From literature to biodiversity data: mining arthropod organismal and ecological traits with machine learning
Listed in
This article is not in any list yet, why not save it to one of your lists.Abstract
The fields of taxonomy and biodiversity research have witnessed an exponential growth in published literature. This vast corpus of articles holds information on the diverse biological traits of organisms and their ecologies. However, access to and extraction of relevant data from this extensive resource remain challenging. Advances in text and data mining (TDM) and Natural Language Processing (NLP) techniques offer new opportunities for liberating such information from the literature.
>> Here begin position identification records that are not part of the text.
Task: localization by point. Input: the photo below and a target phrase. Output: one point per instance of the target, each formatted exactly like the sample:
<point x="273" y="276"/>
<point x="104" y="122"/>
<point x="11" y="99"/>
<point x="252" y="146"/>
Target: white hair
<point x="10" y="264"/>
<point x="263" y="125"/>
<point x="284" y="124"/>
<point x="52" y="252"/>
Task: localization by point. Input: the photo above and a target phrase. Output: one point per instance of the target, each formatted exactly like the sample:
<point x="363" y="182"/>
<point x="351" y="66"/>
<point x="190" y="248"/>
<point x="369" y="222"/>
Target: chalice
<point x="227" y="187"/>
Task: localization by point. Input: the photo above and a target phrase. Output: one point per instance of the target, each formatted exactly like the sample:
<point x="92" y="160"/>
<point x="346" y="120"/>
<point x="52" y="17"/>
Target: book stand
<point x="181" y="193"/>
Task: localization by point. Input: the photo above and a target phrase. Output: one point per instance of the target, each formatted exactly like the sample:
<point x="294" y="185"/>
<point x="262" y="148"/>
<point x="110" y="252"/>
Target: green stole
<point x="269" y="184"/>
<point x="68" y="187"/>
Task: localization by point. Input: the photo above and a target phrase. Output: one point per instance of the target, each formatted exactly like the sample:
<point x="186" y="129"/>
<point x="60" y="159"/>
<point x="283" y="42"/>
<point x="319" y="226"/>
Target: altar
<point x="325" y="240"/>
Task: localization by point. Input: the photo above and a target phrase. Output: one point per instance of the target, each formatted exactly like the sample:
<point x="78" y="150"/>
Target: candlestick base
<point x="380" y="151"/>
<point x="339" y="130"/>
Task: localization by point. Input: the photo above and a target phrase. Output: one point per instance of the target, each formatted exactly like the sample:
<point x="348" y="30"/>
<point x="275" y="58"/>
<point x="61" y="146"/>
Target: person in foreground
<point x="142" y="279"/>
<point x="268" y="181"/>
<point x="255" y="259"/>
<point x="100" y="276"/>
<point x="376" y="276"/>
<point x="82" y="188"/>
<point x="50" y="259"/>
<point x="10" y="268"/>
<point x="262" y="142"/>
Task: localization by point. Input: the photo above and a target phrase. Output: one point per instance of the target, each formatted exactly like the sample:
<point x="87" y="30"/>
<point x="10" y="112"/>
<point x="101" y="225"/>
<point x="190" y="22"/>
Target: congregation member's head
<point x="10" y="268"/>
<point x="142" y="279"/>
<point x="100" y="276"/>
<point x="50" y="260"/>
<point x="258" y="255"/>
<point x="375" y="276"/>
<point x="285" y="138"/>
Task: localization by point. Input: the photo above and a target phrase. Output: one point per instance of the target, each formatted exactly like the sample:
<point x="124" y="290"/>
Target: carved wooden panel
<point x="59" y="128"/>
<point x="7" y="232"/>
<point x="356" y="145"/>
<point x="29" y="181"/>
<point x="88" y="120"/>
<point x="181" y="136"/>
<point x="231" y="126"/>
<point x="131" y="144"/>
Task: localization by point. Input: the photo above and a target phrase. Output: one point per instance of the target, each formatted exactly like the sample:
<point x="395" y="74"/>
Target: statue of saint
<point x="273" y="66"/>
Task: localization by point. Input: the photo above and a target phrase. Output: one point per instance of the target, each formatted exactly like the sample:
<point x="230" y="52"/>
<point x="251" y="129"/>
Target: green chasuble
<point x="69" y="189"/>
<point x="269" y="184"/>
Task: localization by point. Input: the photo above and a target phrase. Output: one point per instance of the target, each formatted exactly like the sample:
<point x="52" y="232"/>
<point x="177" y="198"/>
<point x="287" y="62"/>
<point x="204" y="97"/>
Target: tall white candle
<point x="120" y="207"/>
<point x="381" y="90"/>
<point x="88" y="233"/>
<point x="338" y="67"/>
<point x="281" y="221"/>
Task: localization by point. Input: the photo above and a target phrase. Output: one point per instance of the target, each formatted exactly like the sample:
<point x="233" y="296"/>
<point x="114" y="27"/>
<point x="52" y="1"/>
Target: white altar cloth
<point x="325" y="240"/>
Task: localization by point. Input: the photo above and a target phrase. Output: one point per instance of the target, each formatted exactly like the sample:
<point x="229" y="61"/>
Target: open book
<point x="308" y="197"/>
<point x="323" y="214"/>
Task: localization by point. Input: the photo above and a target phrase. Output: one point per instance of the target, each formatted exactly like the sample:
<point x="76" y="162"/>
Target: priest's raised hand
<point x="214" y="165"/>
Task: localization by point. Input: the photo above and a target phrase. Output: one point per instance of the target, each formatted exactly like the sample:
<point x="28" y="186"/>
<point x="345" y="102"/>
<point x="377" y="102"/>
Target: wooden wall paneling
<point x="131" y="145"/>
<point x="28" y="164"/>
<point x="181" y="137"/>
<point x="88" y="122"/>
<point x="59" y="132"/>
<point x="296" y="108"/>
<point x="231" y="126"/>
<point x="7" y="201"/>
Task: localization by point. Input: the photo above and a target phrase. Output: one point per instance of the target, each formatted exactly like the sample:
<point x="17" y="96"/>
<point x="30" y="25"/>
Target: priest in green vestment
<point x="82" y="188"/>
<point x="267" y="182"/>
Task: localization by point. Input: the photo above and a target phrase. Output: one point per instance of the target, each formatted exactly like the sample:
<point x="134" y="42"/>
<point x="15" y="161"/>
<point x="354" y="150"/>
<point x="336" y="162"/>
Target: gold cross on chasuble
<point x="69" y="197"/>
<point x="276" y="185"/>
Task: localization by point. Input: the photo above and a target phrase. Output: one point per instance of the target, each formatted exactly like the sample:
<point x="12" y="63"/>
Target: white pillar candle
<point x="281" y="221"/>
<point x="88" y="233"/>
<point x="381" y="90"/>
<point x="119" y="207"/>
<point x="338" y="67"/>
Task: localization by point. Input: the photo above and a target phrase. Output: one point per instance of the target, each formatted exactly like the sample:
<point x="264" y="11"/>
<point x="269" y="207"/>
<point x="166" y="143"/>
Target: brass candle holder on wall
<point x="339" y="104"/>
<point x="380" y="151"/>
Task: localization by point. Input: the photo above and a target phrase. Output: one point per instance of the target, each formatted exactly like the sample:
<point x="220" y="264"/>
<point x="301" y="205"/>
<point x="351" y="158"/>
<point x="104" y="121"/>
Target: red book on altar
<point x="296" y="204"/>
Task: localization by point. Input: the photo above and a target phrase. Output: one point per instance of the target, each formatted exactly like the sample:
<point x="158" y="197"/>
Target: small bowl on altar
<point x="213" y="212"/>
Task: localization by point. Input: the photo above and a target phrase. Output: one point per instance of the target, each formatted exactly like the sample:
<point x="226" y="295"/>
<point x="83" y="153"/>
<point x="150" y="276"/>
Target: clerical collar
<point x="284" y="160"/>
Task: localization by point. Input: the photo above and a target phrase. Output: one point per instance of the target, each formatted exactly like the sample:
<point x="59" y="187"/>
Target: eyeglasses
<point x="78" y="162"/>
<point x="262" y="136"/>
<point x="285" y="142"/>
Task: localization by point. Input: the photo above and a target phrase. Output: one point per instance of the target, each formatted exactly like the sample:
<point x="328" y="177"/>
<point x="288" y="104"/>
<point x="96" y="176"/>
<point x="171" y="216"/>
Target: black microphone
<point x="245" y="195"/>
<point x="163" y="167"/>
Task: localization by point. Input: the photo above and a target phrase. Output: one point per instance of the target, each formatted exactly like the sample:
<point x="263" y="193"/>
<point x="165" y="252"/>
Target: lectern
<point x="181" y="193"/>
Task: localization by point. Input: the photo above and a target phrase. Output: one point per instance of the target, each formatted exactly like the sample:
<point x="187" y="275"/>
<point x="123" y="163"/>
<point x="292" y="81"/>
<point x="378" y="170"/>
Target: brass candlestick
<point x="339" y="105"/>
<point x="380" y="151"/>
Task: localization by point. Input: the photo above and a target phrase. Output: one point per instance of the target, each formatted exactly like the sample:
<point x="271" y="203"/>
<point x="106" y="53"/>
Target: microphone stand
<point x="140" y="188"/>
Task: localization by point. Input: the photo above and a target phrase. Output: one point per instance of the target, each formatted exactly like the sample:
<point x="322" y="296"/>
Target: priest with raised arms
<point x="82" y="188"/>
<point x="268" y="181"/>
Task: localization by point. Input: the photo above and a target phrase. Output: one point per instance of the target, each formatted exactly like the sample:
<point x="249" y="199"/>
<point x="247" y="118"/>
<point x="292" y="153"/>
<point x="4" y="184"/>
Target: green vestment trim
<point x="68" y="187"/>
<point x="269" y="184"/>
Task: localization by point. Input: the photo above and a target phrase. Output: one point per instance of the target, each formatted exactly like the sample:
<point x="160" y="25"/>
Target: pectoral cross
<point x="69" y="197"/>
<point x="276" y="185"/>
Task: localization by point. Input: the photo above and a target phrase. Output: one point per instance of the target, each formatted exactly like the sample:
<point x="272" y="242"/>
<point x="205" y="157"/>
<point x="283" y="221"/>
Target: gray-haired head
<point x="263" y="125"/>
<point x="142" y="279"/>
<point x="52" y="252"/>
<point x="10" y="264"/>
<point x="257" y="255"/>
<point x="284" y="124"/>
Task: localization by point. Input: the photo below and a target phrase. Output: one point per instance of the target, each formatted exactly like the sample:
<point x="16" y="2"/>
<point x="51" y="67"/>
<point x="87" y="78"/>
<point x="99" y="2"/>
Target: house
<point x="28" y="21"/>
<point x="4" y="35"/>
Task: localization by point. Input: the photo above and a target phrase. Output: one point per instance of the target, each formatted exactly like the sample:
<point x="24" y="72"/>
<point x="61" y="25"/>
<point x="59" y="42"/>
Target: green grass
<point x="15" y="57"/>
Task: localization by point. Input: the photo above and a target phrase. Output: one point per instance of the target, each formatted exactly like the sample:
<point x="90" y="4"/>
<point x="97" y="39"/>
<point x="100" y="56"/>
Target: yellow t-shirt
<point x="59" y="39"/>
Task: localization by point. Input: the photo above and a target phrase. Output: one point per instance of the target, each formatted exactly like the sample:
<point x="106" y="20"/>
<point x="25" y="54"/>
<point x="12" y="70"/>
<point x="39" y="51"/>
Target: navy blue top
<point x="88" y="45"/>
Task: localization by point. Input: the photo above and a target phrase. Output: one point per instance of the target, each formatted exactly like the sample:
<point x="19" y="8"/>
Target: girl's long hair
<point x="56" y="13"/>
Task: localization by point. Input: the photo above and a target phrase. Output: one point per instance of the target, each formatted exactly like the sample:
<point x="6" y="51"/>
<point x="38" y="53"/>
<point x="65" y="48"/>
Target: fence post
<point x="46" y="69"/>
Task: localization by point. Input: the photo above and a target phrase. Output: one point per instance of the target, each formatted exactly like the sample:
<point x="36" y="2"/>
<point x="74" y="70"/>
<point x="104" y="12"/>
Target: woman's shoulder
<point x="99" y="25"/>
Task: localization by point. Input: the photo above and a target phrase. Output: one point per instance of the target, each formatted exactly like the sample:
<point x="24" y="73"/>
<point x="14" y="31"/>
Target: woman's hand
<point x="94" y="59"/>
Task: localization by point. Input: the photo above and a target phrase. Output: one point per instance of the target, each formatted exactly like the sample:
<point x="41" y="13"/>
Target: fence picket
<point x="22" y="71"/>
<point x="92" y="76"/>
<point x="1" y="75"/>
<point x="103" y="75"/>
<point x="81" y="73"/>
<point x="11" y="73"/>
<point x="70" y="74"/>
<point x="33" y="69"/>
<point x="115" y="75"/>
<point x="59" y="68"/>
Testing and using such approaches to annotate articles in machine actionable formats is therefore necessary to enable the exploitation of existing knowledge in new biology, ecology, and evolution research. Here we explore the potential of these methods to annotate and extract organismal and ecological trait data for the most diverse animal group on Earth, the arthropods. The article processing workflow uses manually curated trait dictionaries with trained NLP models to perform labelling of entities and relationships of thousands of articles. A subset of manually annotated documents facilitated the formal evaluation of the performance of the workflow in terms of entity recognition and normalisation, and relationship extraction, highlighting several important technical challenges. The results are made available to the scientific community through an interactive web tool and queryable resource, the ArTraDB Arthropod Trait Database. These methodological explorations provide a framework that could be extended beyond the arthropods, where TDM and NLP approaches applied to the taxonomy and biodiversity literature will greatly facilitate data synthesis studies and literature reviews, the identification of knowledge gaps and biases, as well as the data-informed investigation of ecological and evolutionary trends and patterns.